Hij vervolgt zijn weg, ik de mijne. Naar mijn moeder, die ik zou gaan helpen.
Mijn fiets til ik op en draag ik naar de overkant van de straat. Daar kan hij wel een tijdje staan.
Maar dan? Hoe krijg ik hem in vredesnaam bij een fietsenmaker?
Vriend E., denk ik direct. Opportunistisch misbruikend kreng als ik ben.
Maar E. schrikt zich het lazarus natuurlijk, als ik die bel; dus het beste kan ik gewoon zo koeltjes en zakelijk mogelijk blijven.
‘Hoi, met mij. Kan jij morgenmiddag mijn fiets met de auto naar de fietsenmaker brengen? Ik weet niet hoe ik het anders moet doen, hij is total loss.’ – ‘(wantikhebneteenaanrijdinggehad)’, fluister ik er heel snel achteraan. Misschien hoort hij het alleen maar subluminaal; net genoeg om als verklaring voor mijn veeleisendheid te dienen, maar niet genoeg om hem bezorgd te maken.
Het werkt niet, zo blijkt.

Volgende stap is mijn moeder.
Dóór naar de kringloop.
En van daaruit alsnog door naar het ziekenhuis.
Want ik blijk een bult van bloed op mijn onderbeen te hebben (‘blauwe plek’ is niet helemaal het woord). En dat is niet handig, als je stollingsproblemen hebt.
Ziekenhuis, triage, huisartsenpost (want minder druk, en foto's maken kan altijd nog).

Alwaar, bij de balie, ‘mijn’ Jack staat. Met vrouw, die mij walgend aankijkt. Alsof ik de hoofdschuldige van dit hele voorval ben, alsof door mijn schuld Jack thuis de bank onder het bloed heeft gesmeerd en hun geplande etentje is verpest.
‘Het begon toch wel erg veel pijn te doen’, zegt hij.
No shit, man.
Tegen de triagezuster, die me bij de HAP heeft afgezet, zeg ik stralend en enthousiast: ‘hij hoort bij mij! Wij hebben samen het ongeluk gehad!’
‘Samen’. Niks ‘hij is met zijn motor op mij, krukdragende MS-er op klein fietsje, ingeramd’. Nee: we hebben sámen een ongeluk gehad en hij hoort bij mij.
Nog vuilere blik van Vrouw.

De huisarts onderzoekt me van hoofd tot voeten.
Schouders, die ineens ook redelijk uit het lood blijken.
Ben ik gevallen? Is mijn hoofd geraakt?
Ik heb oprecht geen flauw idee.
Voor zover ik weet heb ik alleen maar de klap opgevangen. Maar wel met mijn hele lijf.

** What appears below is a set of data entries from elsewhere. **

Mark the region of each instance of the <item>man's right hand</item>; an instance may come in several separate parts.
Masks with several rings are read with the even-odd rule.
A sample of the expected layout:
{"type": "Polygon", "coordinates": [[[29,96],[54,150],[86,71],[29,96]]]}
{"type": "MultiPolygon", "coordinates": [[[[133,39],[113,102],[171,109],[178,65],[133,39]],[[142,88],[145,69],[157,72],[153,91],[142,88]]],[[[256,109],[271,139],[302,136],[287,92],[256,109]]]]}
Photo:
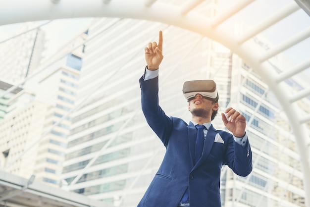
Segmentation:
{"type": "Polygon", "coordinates": [[[162,32],[159,31],[158,43],[149,43],[148,47],[144,49],[145,60],[150,70],[157,70],[163,59],[162,55],[162,32]]]}

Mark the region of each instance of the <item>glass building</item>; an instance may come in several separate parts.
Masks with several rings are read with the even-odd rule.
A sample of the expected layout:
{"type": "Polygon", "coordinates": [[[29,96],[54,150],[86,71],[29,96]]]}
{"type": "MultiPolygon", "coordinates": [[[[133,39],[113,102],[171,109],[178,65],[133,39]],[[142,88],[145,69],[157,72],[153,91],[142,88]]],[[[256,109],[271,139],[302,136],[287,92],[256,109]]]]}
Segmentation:
{"type": "MultiPolygon", "coordinates": [[[[183,83],[212,79],[217,85],[220,112],[234,107],[248,121],[254,169],[241,177],[223,168],[223,206],[305,206],[294,136],[263,81],[212,40],[171,25],[129,19],[98,19],[89,30],[78,109],[72,114],[61,175],[66,188],[119,207],[136,206],[146,190],[165,148],[142,113],[138,80],[146,66],[144,48],[157,41],[159,30],[164,34],[164,56],[159,103],[166,113],[189,121],[183,83]],[[174,55],[178,52],[182,58],[174,55]]],[[[302,104],[308,109],[309,101],[302,104]]],[[[213,124],[225,130],[220,116],[213,124]]]]}

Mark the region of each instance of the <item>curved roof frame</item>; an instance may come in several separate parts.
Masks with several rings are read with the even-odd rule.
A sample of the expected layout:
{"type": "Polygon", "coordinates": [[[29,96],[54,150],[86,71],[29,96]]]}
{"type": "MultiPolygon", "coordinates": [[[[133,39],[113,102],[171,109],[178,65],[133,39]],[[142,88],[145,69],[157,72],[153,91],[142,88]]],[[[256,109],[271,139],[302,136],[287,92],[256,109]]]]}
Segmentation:
{"type": "Polygon", "coordinates": [[[108,17],[130,18],[161,22],[200,34],[225,46],[242,58],[264,80],[283,107],[295,136],[304,176],[306,206],[310,205],[310,138],[306,122],[310,114],[304,114],[297,102],[310,95],[310,85],[290,97],[285,81],[310,67],[310,58],[278,73],[269,60],[310,37],[310,27],[296,34],[278,45],[262,52],[249,41],[269,27],[301,9],[294,1],[272,16],[242,35],[233,34],[222,23],[254,0],[238,0],[224,12],[212,19],[193,10],[204,0],[187,0],[174,5],[156,0],[14,0],[1,2],[0,25],[27,21],[69,18],[108,17]],[[160,11],[160,12],[158,12],[160,11]],[[203,26],[202,26],[203,25],[203,26]],[[229,34],[229,35],[227,35],[229,34]]]}

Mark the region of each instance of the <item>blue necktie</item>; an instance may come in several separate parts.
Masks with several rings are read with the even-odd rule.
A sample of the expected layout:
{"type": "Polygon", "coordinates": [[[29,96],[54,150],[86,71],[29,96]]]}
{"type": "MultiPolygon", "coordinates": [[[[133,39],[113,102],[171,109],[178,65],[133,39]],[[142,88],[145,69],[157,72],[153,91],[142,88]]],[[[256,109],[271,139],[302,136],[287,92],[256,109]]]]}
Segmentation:
{"type": "MultiPolygon", "coordinates": [[[[204,129],[206,128],[204,125],[197,125],[195,126],[197,128],[197,136],[195,147],[195,164],[196,164],[203,154],[204,144],[205,144],[205,134],[204,129]]],[[[181,203],[184,203],[188,200],[188,188],[183,195],[181,203]]]]}
{"type": "Polygon", "coordinates": [[[204,125],[197,125],[197,136],[196,137],[196,146],[195,147],[195,163],[197,163],[202,155],[204,150],[204,144],[205,144],[205,134],[204,129],[206,127],[204,125]]]}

De arts vermoedt dat er niets is beschadigd, maar zegt wel streng dat ik NIET op mijn moeders fiets naar huis mag gaan. En dat ik ook niet alleen moet slapen vannacht. Want alles in de gaten houden en je weet nooit van intern en terugslag en alles.
Die terugslag, dat weet ik wel degelijk.
Die gaat nog komen en ook niet zuinig.
Want ik voel niets. Emotioneel gezien.
He-le-maal niets.
Ik ben melig en giechelig en beurs en trillerig, maar ik huil niet en ben niet bang en zelfs niet moe. Niets. Maar heel af en toe klinkt op de achtergrond: ‘je had morsdood kunnen zijn. Eén seconde verschil en hij had je vol geraakt.’
Maar het dringt niet door.
En dus wuif ik alles weg wat de arts zegt. ‘Komt wel goed, schatje’.

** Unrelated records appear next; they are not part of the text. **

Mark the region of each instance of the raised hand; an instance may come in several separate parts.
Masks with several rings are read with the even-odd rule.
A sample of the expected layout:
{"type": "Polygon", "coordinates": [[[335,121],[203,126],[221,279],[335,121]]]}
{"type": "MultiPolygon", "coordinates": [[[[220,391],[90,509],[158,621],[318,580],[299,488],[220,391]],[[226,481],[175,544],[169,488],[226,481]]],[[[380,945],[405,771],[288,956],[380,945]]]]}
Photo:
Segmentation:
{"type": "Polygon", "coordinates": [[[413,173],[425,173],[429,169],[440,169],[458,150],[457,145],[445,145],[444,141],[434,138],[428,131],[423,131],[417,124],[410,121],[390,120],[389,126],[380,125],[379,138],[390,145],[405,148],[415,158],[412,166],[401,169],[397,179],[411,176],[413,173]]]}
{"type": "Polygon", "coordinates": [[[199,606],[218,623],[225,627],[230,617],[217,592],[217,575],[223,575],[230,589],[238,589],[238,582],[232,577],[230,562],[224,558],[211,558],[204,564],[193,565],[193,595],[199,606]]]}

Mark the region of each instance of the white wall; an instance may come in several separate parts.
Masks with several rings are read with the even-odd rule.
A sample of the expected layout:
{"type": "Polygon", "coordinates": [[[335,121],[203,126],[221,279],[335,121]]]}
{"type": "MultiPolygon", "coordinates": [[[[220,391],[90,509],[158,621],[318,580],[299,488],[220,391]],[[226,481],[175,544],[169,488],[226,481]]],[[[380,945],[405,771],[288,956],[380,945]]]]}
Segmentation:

In plaats daarvan spreek ik hem streng aan op zijn heftige zachte-g.
‘Waar komt u vandaan?’
‘Uit het Zuiden van het land.’
Duh. Waarom denk je dat ik er überhaupt naar vraag?? Omdat je zulk prachtig geïntegreerd plat-Haags praat?
Uit Limburg, komt hij. Hij is hier al sinds 1977, maar ‘blijkbaar blijf je het altijd een beetje horen’. Een beetje. Tuurlijk joh, laten we het daar op houden.
Hij knikt naar mijn moeder en zegt: ‘En u? Uit Brabant?’

WTF?

Het komt harder binnen dan de motor heeft gedaan.
Mijn prachtige hooghollandse keurig opgevoede moeder, door haar Philips-ouders altijd ver weg gehouden van het inheemse tuig, die heeft een Brabants accent. En wat erger is: ik hoor het niet.
Hoe kan ik haar ooit nog hetzelfde bekijken??

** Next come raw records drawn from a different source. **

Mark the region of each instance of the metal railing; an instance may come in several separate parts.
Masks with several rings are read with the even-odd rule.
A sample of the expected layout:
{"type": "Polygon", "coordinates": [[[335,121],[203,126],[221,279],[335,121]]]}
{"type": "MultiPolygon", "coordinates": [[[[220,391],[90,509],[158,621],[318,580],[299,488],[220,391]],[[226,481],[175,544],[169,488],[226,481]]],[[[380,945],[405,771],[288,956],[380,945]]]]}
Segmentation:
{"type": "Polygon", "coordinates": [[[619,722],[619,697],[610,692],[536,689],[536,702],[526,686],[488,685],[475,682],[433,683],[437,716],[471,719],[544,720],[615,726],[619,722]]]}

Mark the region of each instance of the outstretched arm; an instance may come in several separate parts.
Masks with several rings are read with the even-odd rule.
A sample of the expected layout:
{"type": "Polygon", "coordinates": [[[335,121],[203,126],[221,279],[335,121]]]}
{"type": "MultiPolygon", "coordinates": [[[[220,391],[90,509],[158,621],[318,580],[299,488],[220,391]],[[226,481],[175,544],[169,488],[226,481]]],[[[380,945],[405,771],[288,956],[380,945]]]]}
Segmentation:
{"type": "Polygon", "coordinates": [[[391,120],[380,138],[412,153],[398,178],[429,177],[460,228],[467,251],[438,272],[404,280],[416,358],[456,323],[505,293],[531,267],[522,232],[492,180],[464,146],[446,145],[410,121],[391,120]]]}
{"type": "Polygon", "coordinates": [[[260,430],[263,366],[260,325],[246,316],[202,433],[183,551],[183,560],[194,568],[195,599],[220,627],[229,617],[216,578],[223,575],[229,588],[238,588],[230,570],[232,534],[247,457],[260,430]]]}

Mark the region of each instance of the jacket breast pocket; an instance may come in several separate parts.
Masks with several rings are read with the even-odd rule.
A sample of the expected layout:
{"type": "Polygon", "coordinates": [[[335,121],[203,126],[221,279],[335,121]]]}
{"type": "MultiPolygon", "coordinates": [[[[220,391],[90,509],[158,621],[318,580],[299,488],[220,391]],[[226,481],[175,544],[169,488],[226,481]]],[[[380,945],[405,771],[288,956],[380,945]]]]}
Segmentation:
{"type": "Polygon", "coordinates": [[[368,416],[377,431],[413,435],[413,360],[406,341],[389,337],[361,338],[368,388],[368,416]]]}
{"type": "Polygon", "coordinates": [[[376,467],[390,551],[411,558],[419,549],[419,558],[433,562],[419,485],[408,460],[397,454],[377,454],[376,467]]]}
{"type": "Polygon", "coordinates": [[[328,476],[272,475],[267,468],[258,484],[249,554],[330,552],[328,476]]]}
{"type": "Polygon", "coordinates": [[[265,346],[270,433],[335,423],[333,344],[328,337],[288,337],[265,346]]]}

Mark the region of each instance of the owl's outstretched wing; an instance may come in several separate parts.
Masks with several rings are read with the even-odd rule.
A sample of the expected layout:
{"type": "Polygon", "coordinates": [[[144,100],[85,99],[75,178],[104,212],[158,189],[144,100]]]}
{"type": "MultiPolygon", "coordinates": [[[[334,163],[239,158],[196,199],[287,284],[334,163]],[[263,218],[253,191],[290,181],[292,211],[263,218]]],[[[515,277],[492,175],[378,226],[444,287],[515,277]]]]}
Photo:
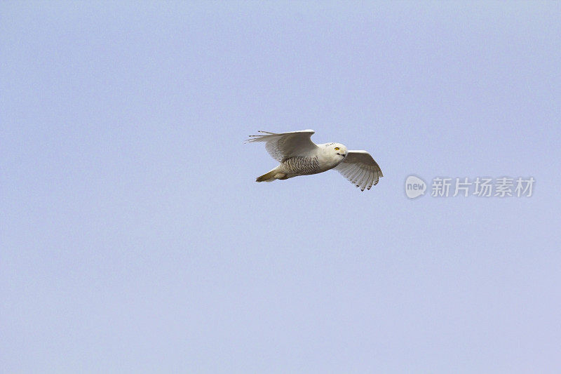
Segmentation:
{"type": "Polygon", "coordinates": [[[279,162],[297,156],[308,156],[318,149],[310,139],[315,133],[313,130],[280,133],[259,132],[262,135],[250,135],[248,142],[266,142],[265,149],[279,162]]]}
{"type": "Polygon", "coordinates": [[[356,187],[360,187],[360,191],[364,191],[365,188],[370,189],[384,176],[380,167],[366,151],[347,152],[346,158],[334,169],[356,187]]]}

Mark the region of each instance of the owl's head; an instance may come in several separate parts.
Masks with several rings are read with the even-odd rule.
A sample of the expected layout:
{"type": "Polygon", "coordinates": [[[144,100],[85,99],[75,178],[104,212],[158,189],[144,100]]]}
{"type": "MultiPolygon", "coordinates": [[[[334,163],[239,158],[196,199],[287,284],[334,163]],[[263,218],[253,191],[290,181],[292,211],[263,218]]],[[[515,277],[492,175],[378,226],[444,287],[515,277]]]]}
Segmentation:
{"type": "Polygon", "coordinates": [[[325,148],[330,154],[342,157],[342,159],[346,157],[346,147],[341,143],[327,143],[325,145],[325,148]]]}

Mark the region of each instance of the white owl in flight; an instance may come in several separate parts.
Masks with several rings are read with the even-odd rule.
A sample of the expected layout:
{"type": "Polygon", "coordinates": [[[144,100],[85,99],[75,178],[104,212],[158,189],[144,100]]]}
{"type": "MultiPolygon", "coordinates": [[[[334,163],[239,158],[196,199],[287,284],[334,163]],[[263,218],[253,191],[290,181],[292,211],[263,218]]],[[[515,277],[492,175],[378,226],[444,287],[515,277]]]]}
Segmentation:
{"type": "Polygon", "coordinates": [[[257,182],[273,182],[298,175],[309,175],[334,168],[351,183],[370,189],[384,175],[380,167],[366,151],[348,151],[339,143],[315,144],[310,138],[313,130],[290,133],[259,131],[248,142],[266,142],[265,149],[280,163],[257,177],[257,182]]]}

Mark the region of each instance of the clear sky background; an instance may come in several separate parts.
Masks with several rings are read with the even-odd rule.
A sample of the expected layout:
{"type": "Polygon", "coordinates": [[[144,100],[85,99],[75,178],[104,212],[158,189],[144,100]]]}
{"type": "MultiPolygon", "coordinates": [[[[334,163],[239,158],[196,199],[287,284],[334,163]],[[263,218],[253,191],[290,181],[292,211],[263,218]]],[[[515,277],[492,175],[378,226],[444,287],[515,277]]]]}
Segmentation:
{"type": "Polygon", "coordinates": [[[0,4],[1,371],[561,370],[561,3],[116,3],[0,4]]]}

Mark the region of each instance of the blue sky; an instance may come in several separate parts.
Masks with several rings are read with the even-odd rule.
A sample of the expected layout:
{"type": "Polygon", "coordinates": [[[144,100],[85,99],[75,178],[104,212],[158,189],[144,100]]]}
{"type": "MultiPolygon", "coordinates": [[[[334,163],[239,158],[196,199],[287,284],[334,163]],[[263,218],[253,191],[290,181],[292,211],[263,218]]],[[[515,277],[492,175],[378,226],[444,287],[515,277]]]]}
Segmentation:
{"type": "Polygon", "coordinates": [[[558,373],[560,4],[2,2],[0,366],[558,373]],[[384,177],[255,182],[304,128],[384,177]]]}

Als we weer buiten staan is daar ook Jack.
Nog steeds bloedend, en ook nog steeds bezorgd om mij.
Hij moet waarschijnlijk antibiotica, en een teTAnus-injectie
(TEtanus!!! Krijg ik later van beide ouders in unisono te horen, als ik verslag van de ontwikkelingen doe. Nee, *hij* kreeg een teTAnus-injectie. Laat hem nou, hij is lief)
Hij belt me vanavond, belooft hij. Om te vragen ‘hoe het met u gaat’. U. Ik ben nog steeds u. De intimiteit van het samen-ongelukken wordt door hem blijkbaar anders ervaren.

Nog even kopje koffie in het ziekenhuis.
Vader bellen.
Vader WOEST. Preek dat ik de politie had moeten bellen. ‘Want hij was strafbaar!’
Ja, dat weet ik nou wel.
Dat heb ik inmiddels van iedereen gehoord. Van E., van mijn moeder, van de collega’s van mijn moeder. In het ziekenhuis, en van de ronddwalende losse agent die ik er toch nog even naar vroeg, ‘in het hypothetisch geval’, zeg maar.
Niets meer aan te doen nu.
‘En het was een engeltje, heus, mama vond het ook!’.
Hij had geen verzekering en dat is zielig en straks krijgt hij over zijn hele lijfje korsten, en de helft gaat natuurlijk ontsteken, en hij blijkt allergisch voor de antibiotica en dan krijgt hij een anafylactische shock en raakt in coma en tegen die tijd heeft hij echt wel geleerd dat hij voortaan beter moet uitkijken.
(‘Je overdrijft gelukkig nooit’, zei mijn moeder hierop)

Ik zette mijn moeder af bij de bushalte en fietste zelf op haar fiets naar huis
(‘Als je een ongeluk krijgt sla ik je dood!’ – want ik heb het van geen vreemde)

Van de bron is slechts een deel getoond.